The territory of present-day Azerbaijan, lying along the western shore of the Caspian Sea, has been inhabited since the Stone Age, with archaeological remains in the Azykh Cave and elsewhere documenting some of the earliest human activity in the Caucasus. In classical antiquity the region was associated with two polities: Caucasian Albania, a kingdom centred north of the Kura River that adopted Christianity in the early fourth century, and the southern province of Atropatene (or Media Atropatene), founded by the satrap Atropates after the conquests of Alexander the Great. From these names later writers traced parts of the country's modern designation, though the connection is heavily mediated by later Persian, Arab, and Turkic usage.

From the seventh century onward the area was incorporated into the Arab Caliphate, which brought Islam and gradually displaced the older Christian and Zoroastrian traditions. Subsequent centuries saw rule by the Sajids, Sallarids, Shaddadids, and Shirvanshahs, the last of whom maintained a distinctive local dynasty in Shirvan for several centuries. Successive waves of Seljuk and other Turkic migrations from the eleventh century reshaped the linguistic landscape, laying the basis for the Turkic Azerbaijani language. Mongol invasions in the thirteenth century, the empires of Timur and the Aq Qoyunlu, and finally the rise of the Safavids in the early sixteenth century placed the territory within a broadly Persianate political and cultural sphere, with Shia Islam becoming the dominant confession under Safavid rule.

After the disintegration of Nader Shah's empire in the mid eighteenth century, the region fragmented into a patchwork of khanates, including Baku, Shaki, Karabakh, Ganja, and Quba, that alternated between independence and Persian suzerainty. The Russo-Persian wars of the early nineteenth century ended this order: by the treaties of Gulistan (1813) and Turkmenchay (1828), the Qajar shahs ceded the khanates north of the Aras River to the Russian Empire.

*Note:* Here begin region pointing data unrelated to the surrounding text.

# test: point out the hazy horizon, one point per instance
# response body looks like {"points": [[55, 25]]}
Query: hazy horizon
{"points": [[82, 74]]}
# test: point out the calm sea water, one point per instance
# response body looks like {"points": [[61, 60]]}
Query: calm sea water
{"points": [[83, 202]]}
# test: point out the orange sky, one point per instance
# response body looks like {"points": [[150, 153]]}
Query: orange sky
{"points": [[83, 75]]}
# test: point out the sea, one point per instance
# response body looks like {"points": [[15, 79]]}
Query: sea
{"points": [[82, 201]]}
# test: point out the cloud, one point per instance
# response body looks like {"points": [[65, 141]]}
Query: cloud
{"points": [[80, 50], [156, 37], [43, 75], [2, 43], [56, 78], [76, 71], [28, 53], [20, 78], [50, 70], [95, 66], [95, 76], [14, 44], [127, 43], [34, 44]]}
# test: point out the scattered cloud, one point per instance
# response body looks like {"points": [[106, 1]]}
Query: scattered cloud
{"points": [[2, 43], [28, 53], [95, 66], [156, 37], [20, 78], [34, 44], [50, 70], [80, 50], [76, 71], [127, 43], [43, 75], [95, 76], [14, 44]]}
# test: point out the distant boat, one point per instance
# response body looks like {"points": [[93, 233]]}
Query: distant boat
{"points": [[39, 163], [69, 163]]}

Nineteenth-century Russian rule integrated Baku into the imperial economy, and the late-century oil boom transformed the city into one of the world's leading petroleum producers and a centre of industrial labour and political agitation.

After the collapse of the Russian Empire, the Azerbaijan Democratic Republic was proclaimed in May 1918, becoming one of the first parliamentary republics in the Muslim world and extending suffrage to women. Its independence was brief: the Red Army entered Baku in April 1920, and the country was incorporated into the Soviet Union, first within the Transcaucasian SFSR and from 1936 as the Azerbaijan SSR. Soviet decades brought industrialisation, mass literacy, and severe political repression, while Baku's oil fields fuelled the Soviet war economy. In the late 1980s, conflict with neighbouring Armenia over the predominantly Armenian-populated Nagorno-Karabakh region escalated into open war as Soviet authority weakened.

Azerbaijan declared independence on 30 August 1991, confirmed after the failed Moscow coup. The early 1990s were marked by political instability and military setbacks in Nagorno-Karabakh, ended by a 1994 ceasefire that left Armenian forces in control of the territory and adjacent districts. Under Heydar Aliyev, who returned to power in 1993, and his son Ilham Aliyev, in office since 2003, the state pursued large hydrocarbon export projects, notably the Baku-Tbilisi-Ceyhan pipeline. Renewed fighting in 2020 and a short military operation in 2023 restored Azerbaijani control over Nagorno-Karabakh. Today Azerbaijan is a unitary presidential republic, with a strong executive presidency, a unicameral National Assembly (Milli Majlis), and the Nakhchivan Autonomous Republic as a constituent exclave.